The company’s proposed plants (two in the United States and one in Spain) use as many as 17,000 heliostats to reflect sunlight to receivers atop of 653-foot towers. There the sunlight transfers heat to molten salt, warming the sodium and potassium mixture to 1,050 degrees Fahrenheit, after which it is transferred to a storage tank where it loses no more than 1 degree a day. (BrightSource also anticipates more than 1,000-degree temperatures at Ivanpah.) The superheated liquid is channeled to a heat exchanger where it boils water and powers a turbine.
Solar Reserves claims high efficiencies for much of its operations. The transfer of sunlight to heated salt is 88 percent efficient and the storage tank maintains 98 to 99 percent of the thermal efficient of the molten salt. The weak link is the steam generation system: about 39 to 42 percent efficient. Improvements in turbine technology should raise this.
Altogether, a SolarReserve plant will have an efficiency of 18 to 19 percent, says Georgis. This compares favorably to the 18 percent efficiency BrightSource expects at Ivanpah. (The new generation of solar-thermal plant with concentrating towers and heliostats in general should achieve efficiencies of 17 percent to 20 percent, says Electric Power Research Institute Project Manager Cara Libby – well above the 13 to 15 percent of the older trough plants in the Southwest and Spain.)
SolarReserve also expects to rival BrightSource with its capacity factor, a measure of the amount of time a plant can achieve full output.
The California plant, outfitted with a 150-megawatt turbine, is designed to generate peak-period power for PG&E. Running an average of 8.5 hours a day, it should achieve a capacity factor of 34 percent by heating and storing salt in the mornings and using it to deliver power well into the evening.
BrightSource’s 392 megawatt Ivanpah is to have a capacity factor of 30 percent.
SolarReserve’s Nevada plant should do better. It will have a smaller 100-megawatt turbine and operate longer hours, earning a capacity factor of 53 percent. (The longer the operating hours and the smaller the turbine, the higher the capacity factor is likely to go.)

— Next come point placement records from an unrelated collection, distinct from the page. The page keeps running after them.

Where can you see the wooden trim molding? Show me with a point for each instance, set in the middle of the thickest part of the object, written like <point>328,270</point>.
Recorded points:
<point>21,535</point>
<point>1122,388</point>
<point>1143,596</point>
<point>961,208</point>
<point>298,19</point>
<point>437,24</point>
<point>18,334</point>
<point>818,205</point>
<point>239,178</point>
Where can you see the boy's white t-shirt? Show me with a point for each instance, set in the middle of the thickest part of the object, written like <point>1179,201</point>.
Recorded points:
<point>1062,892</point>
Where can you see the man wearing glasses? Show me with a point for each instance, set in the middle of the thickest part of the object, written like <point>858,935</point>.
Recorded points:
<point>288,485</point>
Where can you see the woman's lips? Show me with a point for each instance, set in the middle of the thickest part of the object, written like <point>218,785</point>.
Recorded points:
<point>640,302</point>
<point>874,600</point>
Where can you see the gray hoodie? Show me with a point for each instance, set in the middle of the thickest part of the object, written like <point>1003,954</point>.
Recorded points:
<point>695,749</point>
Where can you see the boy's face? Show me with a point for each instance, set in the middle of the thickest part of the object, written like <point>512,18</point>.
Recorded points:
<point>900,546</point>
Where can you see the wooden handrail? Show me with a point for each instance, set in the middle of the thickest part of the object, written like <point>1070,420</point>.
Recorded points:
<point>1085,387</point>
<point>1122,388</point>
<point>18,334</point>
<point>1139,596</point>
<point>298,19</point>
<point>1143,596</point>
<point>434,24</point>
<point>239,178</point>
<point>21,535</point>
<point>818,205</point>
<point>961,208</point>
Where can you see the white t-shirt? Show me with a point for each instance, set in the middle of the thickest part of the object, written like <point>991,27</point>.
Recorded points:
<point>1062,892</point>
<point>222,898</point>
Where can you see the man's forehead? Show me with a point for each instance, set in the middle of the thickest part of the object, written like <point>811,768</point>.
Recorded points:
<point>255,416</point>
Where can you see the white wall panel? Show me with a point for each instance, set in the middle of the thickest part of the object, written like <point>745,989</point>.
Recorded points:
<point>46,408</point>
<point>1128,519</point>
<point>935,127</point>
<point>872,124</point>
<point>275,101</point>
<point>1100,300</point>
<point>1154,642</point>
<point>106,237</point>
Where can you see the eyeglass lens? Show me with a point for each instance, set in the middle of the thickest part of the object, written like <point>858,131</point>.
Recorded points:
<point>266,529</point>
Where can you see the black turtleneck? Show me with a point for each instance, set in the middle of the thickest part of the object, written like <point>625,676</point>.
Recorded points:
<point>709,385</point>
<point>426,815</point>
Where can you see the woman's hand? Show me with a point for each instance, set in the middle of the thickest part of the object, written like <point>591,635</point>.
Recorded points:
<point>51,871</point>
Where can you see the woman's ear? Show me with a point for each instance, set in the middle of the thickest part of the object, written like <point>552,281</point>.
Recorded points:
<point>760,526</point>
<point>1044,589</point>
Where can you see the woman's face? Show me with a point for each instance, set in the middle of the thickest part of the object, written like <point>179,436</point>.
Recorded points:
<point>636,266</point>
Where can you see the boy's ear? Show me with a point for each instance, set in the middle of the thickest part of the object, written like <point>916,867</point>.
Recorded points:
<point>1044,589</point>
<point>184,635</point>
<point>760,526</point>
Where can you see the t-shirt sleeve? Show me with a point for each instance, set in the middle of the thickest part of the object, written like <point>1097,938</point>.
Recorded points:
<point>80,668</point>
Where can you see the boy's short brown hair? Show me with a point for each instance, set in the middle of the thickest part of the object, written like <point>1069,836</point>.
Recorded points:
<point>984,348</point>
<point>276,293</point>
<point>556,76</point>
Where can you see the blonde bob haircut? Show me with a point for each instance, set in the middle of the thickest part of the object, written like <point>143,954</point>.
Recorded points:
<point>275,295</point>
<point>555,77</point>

Despite the ability of the SolarReserve facilities to storage energy, the challenge will be finding financing. Without federal loan guarantees, most plants won’t stand a chance. But the company doesn’t appear ready to buy into the theory.
“It is certainly a challenging environment,” agrees Georgis. “But we are confident we will secure financing for our projects.”
SolarReserve has applied for Department of Energy loan guarantees and is quick to defend their role. “Having the DOE loan guarantees makes it easier to finance,” he says. The extensive government due diligence makes private lenders more comfortable and debt cheaper.
That’s why the industry let out a sigh of relief when Abengoa’s Solana plant near Phoenix won $1.45 billion of Energy Department loan guarantees in July – the first granted since BrightSource’s $1.37 billion package in February.
But SolarReserve appears willing to push ahead even without a government award. It hopes to break ground in both California and Nevada by the end of the year.
The company argues that utilities wouldn’t sign power purchase agreements if they didn’t value the power – a key proof-point with banks. It also largely dismisses increasing competition from solar panels.
Panels are easier to finance, quicker to permit and simpler to deploy. They also are less expensive. With the collapse of module pricing last year, panel costs fell to between $3.50 and $5.50 a watt from $6 or more, says Ted Sullivan, senior analyst at Lux Research. Costs of solar thermal remain largely unchanged at $7 to $8 a watt.
Still SolarReserve isn’t deterred. “It’s more competitive now, no question,” concedes Georgis. But “our power plants are not intermittent resources (and) we’re offering competitive pricing.”
So will the new generation of plants be successful? “It’s too early to say,” says Sullivan. “There have been a lot of plans out there, but nothing has been built on that scale.”
With many technologies showing promise, it will be interesting to see who goes first.